Le microcosme politique congolais n’a pas fini d’enrichir la langue française avec des expressions et tournures originales. A l’occasion de l’arrivée d’une nouvelle « tête couronnée » au sommet de l’Etat, je n’ai donc pas été surpris de voir surgir des mots jusque-là inconnus. De curieux sens ont été conférés à des mots qui pourtant faisaient partie du quotidien des citoyens lambda. Voyons ce qu’il en est.

Président nommé

Une chose est sûre : au Congo, le commun des mortels a toujours cru qu’un président est un être incréé. C’est un self-made man, pour ne pas dire un homme qui existe par lui-même. Un président a toujours fait en sorte d’en faire voir de toutes les couleurs à son prédécesseur en renversant la table de la salle de banquet (le palais présidentiel). Il doit emprisonner tous les ministres du gouvernement précédent, à défaut de mettre la main sur leur chef.

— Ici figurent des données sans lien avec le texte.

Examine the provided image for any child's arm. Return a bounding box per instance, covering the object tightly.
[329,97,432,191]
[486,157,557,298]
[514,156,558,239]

Mais quand un chef de l’Etat qui entre en fonction semble ne pas incarner tout ça, il y a de fortes chances qu’il soit un président nommé. Mais comme l’a dit un sage : « Entre un président élu mais jamais en fonction et un président nommé qui peut passer les troupes en revue, le choix est clair. »

Soldat du peuple

Il n’abdique jamais lui ! Le soldat du peuple jouit d’une telle légitimité qu’il va chercher la vérité des urnes par-delà des horizons. Mais comme par-delà les horizons c’est souvent le néant, le président nommé peut continuer à se la couler douce. Au soldat du peuple d’obéir au commandant suprême des Forces armées lorsque la récréation politique sera finie. « On va s’y habituer », dirait avec un large sourire l’un des habitués du siège national de l’Union pour la démocratie et le progrès social  (UDPS) dans la commune de Limete à Kinshasa.

Commission électorale

Perchée dans le firmament, lieu d’où proviennent tous « les hommes forts de Kinshasa », la commission électorale décide de qui doit prendre le pouvoir et qui va rejoindre la longue liste d’opposants qui ne verront jamais la couleur du trône. C’est à se demander qui donne à cette machine à fabriquer des présidents le mandat et le pouvoir de faire basculer le destin des hommes politiques, petits ou grands. Mais il faut reconnaitre que quand on jouit du faste et des avantages que confère la fonction d’élu, on ne se pose pas une telle question. Sinon mettons donc au défi quiconque a décroché « le jackpot » à l’issue des élections du 30 décembre de crier à la fraude.  

Observateur électoral

Quel est le rôle d’un observateur sur un théâtre des opérations que l’on appelle bureau de vote ? La réponse à cette question dépend d’une personne à l’autre. On imagine le chef de l’Etat sortant répondre de façon laconique : « Un observateur a pour mission d’observer les va-et-vient des électeurs et c’est tout. » Si le concerné ignore des fois pourquoi il est là, son seul témoignage peut être à l’origine d’un long feuilleton électoral dont on prévoit rarement à l’avance le dénouement. D’autant plus que les pasteurs de l’Eglise et leur armada d’observateurs ont été en mesure de mettre en doute tout le processus de compilation des votes.

Communauté internationale

Personnellement, je me suis lassé de ne pas pouvoir déterminer qui se cache derrière l’expression « communauté internationale ». J’ai alors arrêté de faire des recherches et je me suis mis à faire autre chose. Néanmoins j’entends certains parler, valider ou rejeter certaines assertions concernant le destin de mon pays. Ne serait-ce pas eux la communauté internationale ? Tiens ! J’ai l’impression qu’ils ont tous des intérêts divers dans mon pays, pour ne pas dire des agendas cachés. Autant dire que communauté internationale et main noire c’est blanc bonnet bonnet blanc.